There will be at least eight food outlets, including a steakhouse, an Italian restaurant, a Mexican restaurant, a 24-hour cafe, an oyster bar, an ice cream parlor, a coffee house and a 625-seat buffet.

An entertainment venue will feature flexible seating, allowing for up to 500 people to see a headliner show or a similar amount to boogie the night away when they turn it into a club late.

Other diversions include a 16-screen movie theater, a 64-lane state-of-the-art bowling center, a Kid's Tyme child care facility, a video arcade, a heavily landscaped pool area with sand volleyball courts and a fitness center.

One truly unique feature will be the Equestrian Center, billed as being the finest indoor horse facility in the country. It will have a 4,400-seat arena overlooking a 250-foot-by-125-foot event floor, big enough to host pretty much any equestrian event.

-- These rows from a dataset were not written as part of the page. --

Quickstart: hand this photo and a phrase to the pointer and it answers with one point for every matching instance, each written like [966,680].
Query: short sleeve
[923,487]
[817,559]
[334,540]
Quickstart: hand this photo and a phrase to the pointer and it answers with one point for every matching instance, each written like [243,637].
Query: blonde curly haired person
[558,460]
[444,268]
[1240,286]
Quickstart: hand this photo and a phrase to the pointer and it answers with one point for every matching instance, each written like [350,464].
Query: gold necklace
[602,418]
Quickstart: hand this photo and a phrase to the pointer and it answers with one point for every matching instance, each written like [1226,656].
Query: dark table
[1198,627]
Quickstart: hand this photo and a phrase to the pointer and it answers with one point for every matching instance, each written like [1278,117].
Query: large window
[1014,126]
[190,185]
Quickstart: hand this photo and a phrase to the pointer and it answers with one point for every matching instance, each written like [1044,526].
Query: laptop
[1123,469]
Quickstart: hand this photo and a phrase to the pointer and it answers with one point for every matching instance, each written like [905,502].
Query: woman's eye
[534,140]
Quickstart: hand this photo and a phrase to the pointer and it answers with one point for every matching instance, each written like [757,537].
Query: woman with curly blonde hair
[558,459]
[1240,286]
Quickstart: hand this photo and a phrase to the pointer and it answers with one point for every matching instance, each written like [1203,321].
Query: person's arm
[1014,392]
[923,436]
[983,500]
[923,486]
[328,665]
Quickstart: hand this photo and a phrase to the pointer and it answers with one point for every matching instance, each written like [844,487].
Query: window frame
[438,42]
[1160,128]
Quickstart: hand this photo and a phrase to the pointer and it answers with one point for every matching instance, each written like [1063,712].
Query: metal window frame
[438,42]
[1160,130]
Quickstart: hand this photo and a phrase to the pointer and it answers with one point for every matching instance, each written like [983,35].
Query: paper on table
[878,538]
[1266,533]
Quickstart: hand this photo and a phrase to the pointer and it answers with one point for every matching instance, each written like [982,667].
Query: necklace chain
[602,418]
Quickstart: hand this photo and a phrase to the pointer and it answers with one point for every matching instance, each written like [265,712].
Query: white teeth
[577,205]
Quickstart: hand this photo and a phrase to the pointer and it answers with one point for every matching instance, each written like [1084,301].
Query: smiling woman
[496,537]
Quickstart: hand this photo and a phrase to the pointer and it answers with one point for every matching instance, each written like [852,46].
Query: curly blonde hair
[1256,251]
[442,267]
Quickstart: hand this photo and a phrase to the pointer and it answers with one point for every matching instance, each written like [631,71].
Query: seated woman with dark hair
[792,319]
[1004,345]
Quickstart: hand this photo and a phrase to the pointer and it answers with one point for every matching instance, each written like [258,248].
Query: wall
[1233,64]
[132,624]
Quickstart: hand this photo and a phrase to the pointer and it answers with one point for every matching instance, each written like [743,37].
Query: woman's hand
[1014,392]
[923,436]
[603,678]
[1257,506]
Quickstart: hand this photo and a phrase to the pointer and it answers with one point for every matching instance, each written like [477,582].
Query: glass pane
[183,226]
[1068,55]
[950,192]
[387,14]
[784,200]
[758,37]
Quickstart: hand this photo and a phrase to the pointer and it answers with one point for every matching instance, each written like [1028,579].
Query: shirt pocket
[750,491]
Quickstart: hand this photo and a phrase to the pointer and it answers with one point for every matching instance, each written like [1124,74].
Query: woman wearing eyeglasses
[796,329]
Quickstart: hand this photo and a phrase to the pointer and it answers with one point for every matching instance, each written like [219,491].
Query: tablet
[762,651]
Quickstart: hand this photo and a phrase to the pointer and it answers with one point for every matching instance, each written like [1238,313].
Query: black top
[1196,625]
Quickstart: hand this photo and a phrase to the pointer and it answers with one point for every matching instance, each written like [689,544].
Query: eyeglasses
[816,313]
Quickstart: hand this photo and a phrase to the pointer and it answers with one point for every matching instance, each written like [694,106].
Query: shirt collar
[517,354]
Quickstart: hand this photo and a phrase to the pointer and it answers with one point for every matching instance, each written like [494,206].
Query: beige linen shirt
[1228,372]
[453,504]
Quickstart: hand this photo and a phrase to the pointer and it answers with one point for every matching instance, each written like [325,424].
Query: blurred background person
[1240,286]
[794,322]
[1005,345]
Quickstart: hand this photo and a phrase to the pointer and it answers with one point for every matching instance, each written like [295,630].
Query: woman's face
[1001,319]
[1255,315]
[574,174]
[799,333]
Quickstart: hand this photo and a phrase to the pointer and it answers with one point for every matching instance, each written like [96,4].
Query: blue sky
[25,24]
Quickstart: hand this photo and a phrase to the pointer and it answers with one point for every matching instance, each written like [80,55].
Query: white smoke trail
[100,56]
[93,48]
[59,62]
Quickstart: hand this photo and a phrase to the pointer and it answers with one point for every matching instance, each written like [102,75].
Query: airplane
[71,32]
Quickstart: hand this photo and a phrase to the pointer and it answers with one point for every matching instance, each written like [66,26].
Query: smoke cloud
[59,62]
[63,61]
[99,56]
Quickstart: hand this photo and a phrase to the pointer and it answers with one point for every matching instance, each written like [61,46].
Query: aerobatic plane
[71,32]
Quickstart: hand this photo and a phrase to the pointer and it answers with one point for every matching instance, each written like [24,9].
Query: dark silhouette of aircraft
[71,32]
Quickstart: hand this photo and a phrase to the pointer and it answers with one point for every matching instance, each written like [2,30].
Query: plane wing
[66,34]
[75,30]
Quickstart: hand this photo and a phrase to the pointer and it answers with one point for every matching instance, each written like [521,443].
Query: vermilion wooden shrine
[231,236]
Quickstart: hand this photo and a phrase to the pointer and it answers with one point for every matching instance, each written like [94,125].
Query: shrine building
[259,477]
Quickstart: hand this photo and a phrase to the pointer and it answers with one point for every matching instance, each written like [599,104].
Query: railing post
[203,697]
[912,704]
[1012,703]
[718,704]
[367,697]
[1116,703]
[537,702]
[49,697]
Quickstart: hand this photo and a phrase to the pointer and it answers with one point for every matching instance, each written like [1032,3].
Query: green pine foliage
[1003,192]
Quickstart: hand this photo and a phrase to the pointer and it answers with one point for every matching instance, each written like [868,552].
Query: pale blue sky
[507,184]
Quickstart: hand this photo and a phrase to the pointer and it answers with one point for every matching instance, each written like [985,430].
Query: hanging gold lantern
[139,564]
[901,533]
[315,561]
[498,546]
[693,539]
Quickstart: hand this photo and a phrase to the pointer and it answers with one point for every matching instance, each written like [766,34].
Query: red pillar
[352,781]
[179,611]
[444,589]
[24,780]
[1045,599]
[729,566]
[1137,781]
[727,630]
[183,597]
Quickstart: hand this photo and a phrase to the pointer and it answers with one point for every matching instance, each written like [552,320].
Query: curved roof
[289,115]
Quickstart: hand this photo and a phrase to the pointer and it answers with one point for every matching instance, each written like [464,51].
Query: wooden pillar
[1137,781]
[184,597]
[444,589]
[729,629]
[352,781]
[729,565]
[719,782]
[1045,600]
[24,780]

Animals will be housed in the 1,200 air-conditioned stalls or in one of the outdoor pens large enough to accommodate 2,000 head of cattle. They'll warm up in a climate-controlled arena of their own before coming onto the main stage, and there will be an onsite veterinarian clinic and feed store to keep them healthy and well fed.

Future phases will add as many as 1,400 additional rooms, more casino space and more restaurant and entertainment venues.

It's too early to talk officially about prices, but I expect a hotel of this caliber will probably not be exactly cheap, although certainly less expensive than the Strip hotels up the street. If you were to hold me down and force me to make a prediction, I'd figure weekday rates will run around $100 a night and weekends will probably start around $150 and go up from there.